We are a country now in the hands of deeply deluded people, people who are living in bubbles, whose minds are addled by chronic cognitive dissonance at best or at worst an addiction to power and wealth. Electing sane people to fix things in Washington isn’t a solution because it’s like sending a sober person to break up a party where everyone is drunk and and oblivious of how they are annoying the neighbors. These drunks have no interest in ending the party or in listening to spoilsports who wants to break it up. The "spoilsport" sees that there’s no point in calling the police, since the mayor and chief of police are among the partygoers--and they're as drunk as everyone else. Even those among the partygoers who are sober enough to recognize that they should tone things down are themselves are powerless to do anything about it--and they really don't want to. They’ll hear you out, make sympathetic noises, and then a minute later they'll return to the party to hang out with the people they really care about.
Have they no shame? Why should they have? Shame requires that there is a code of conduct that you have broken, and that your having broken it exposes you to the negative judgment of the people whose good opinion you value. But the people at the party only care about the good opinion of the other partygoers, and the partygoers who are most outrageous are the ones who are most admired. The partygoers see those who disapprove of them as the "little people", the people who don’t count enough to get an invitation. The little people are just jealous; they would change their scolding tone if they got an invitation to the party.
So there’s nothing to be hoped for until the bubble bursts, the party ends, and people sober up. This moment will come; Reality always asserts itself. That's the good news. But the bad news is that it won’t be pretty. If 2008 wasn’t enough to burst the bubble, sober these people up, and cause them to feel any shame, just think what it will take to do it.
In the meanwhile, those of us who are relatively sober need to start laying the foundation for a sane future. And this requires developing an alternative narrative aligned with Reality that makes both intellectual sense and soul sense. And we are more likely than not to find the bricks with which to build something Real from those elements in our heritage that, even if a little tattered and worse for wear, have withstood the test of time. And so a sane future lies in salvaging or retrieving those elements and using them to build something new.
Retrieval and nostalgia are not the same thing. Nostalgia, the method of the cultural conservative, is impotent and backward looking; retrieval is constructive and forward looking. Retrieval uses the bricks of the forgotten or rejected past to build something new. Nostalgia wants to set up house in an abandoned ruin.

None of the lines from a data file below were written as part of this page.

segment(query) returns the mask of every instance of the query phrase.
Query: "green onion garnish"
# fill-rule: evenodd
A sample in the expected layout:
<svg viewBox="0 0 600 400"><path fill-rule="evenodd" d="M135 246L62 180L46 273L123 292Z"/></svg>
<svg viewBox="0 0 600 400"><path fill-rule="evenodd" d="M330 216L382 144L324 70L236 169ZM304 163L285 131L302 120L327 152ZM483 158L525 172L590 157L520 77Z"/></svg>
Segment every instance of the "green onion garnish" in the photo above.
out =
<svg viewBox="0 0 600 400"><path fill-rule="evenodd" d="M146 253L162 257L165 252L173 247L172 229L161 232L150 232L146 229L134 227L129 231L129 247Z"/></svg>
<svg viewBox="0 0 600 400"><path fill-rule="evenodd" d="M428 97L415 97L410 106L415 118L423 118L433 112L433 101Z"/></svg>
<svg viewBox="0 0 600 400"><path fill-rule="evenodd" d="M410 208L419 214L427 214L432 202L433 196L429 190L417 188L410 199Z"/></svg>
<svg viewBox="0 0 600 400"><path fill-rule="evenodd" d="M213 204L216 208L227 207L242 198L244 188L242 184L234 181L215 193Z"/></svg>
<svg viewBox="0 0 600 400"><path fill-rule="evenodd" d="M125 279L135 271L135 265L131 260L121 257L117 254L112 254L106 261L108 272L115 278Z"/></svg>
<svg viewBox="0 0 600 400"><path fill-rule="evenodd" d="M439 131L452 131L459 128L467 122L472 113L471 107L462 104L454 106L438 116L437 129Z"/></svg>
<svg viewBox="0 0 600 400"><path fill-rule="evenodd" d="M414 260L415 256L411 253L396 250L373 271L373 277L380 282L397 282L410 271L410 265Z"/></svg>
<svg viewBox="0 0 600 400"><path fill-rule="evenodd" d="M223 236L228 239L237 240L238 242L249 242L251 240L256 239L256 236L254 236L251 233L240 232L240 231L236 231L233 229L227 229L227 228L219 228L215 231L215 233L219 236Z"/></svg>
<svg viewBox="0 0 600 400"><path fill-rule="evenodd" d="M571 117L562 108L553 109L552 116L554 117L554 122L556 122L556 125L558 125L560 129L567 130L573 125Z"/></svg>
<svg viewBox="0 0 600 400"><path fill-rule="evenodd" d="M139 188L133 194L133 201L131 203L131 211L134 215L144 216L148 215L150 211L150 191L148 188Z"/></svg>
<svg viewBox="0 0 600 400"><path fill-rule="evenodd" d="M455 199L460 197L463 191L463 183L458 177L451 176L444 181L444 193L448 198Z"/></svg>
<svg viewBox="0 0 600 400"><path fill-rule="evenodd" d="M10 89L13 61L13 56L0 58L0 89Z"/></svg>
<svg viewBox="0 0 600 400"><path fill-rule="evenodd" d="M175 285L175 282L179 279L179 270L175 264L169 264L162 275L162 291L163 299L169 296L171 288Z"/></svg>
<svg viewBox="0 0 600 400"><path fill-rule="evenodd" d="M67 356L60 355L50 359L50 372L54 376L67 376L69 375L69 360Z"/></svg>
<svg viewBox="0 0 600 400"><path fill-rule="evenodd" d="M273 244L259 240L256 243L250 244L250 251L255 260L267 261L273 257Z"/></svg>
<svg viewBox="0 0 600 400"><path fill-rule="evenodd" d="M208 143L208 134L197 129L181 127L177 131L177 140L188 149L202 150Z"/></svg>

This space in its modest way is about thinking about a sane future. As laid out in posts last month, I think that such a future must retrieve aspects of the Christian Humanist tradition that have been forgotten or rejected during the modern era. We are no longer moderns, and we are entering a post-secular age, and that affords both perils and opportunities. While it is simply not possible to maintain an attitude of optimism in the short term, we must start thinking about the post-party aftermath. If sane progressive forces are not in place to clean up the post-party mess, we can be sure regressive authoritarian forces will do it instead.